New watercraft launch at Riverside Park confirms City's commitment to equity and access

In summer 2020, paddling Riverside Park’s lagoon will be an all-abilities activity thanks to a new accessible kayak-canoe launch.

The largest body of still water in Grand Rapids’ parks system, the lagoon offers the Park system’s safest paddling ventures. Funded by a $150,000 Michigan Department of Natural Resources recreation passport grant and $80,000 from the City’s parks millage, the project will also include new restrooms and a picnic shelter that meet universal design standards, handicap parking spaces near the dock and shelter, eight-foot-wide paved paths to connect people with disabilities to park amenities, and an accessible, portable restroom on the dock side of the lagoon.

“The cool thing here, a lot of the park improvements are coming from resident voices. During the Master Plan process, residents voiced desire for more recreation opportunities in the city, especially river sport and paddle sport opportunities,” says David Marquardt, director, City of Grand Rapids Department of Parks and Recreation. “The other priority that residents shared with us was to ensure that we are not only meeting ADA requirements, but doing our best to exceed those.”

The universal-access canoe and kayak launch is one example of how the Parks department has listened to those requests. Located in place of the existing dock, the launch will feature guide rails for easy access in and out of the water, launch rollers for easy movement of the watercraft, and a transfer bench so paddlers using a wheelchair can easily board their watercrafts. When Marquardt shared that a grant had been submitted to fund the launch at a Creston Neighborhood Association pancake breakfast in March 2018, a man using a wheelchair approached him after the presentation.

“He had the biggest smile on his face,” Marquardt recalls. “He said, ‘You have no idea how much this means to me and the value it brings to me as an individual.’”

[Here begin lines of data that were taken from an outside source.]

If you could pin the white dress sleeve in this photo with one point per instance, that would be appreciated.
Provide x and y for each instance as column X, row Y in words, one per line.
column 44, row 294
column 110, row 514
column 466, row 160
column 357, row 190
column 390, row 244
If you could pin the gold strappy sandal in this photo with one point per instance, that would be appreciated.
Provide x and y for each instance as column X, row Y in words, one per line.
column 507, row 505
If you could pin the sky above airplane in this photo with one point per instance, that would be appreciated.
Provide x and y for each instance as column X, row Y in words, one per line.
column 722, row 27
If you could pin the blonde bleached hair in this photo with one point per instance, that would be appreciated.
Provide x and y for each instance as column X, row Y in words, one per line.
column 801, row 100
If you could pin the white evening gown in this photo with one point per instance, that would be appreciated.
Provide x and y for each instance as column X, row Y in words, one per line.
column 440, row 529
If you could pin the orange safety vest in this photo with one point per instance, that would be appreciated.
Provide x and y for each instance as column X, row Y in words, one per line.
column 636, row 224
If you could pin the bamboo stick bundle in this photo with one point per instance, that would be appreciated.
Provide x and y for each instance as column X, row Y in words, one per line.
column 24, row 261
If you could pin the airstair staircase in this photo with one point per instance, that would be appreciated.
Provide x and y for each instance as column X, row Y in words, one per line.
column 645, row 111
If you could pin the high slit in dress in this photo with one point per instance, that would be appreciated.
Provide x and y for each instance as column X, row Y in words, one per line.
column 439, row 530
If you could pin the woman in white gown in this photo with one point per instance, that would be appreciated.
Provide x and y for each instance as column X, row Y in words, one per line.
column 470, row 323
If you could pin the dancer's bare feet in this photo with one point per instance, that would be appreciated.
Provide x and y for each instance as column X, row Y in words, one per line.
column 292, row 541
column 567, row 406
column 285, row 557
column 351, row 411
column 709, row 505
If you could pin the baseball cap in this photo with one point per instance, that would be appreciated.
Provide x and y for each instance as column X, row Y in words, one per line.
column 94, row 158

Marquardt notes that without Parks and Rec millage dollars, approved by voters in 2013, the department would not be able to apply for the matching grant funds that are making the accessible watercraft launch and other recent parks improvements possible.

A City park for three years shy of century, Riverside Park’s 187-acres provide 1.75 miles of Grand River frontage, a creek, woods, wetlands, mature trees and grass, ponds and the lagoon (which accesses the Grand River), and islands. During heavy rains, the park serves as a wetland, absorbing the Grand’s floodwaters. By the 1980s, the park had fallen into disrepair and was most popularly known for minor-league criminal activities taking place there. However, the City of Grand Rapids Parks Department has turned it around, making the park into one of the neighborhood’s favorite places to stroll, run, fish, play ball, and picnic.

“This park has come a long way,” Marquardt says “Ways we are seeing this turnaround include the past two years, when eighth-grade public school students came out for canoe trips. We had nearly 1,000 school children on the water in one week. Being there with those children on those paddling days, I saw kids who didn’t even know the park existed. They had a sense of awe, a sense of inspiration that was really, really impressive. It was a reminder that we have incredible, valuable, open park spaces in our city that need to be celebrated — and opportunities to make them more available, more accessible, and make people more aware of them.”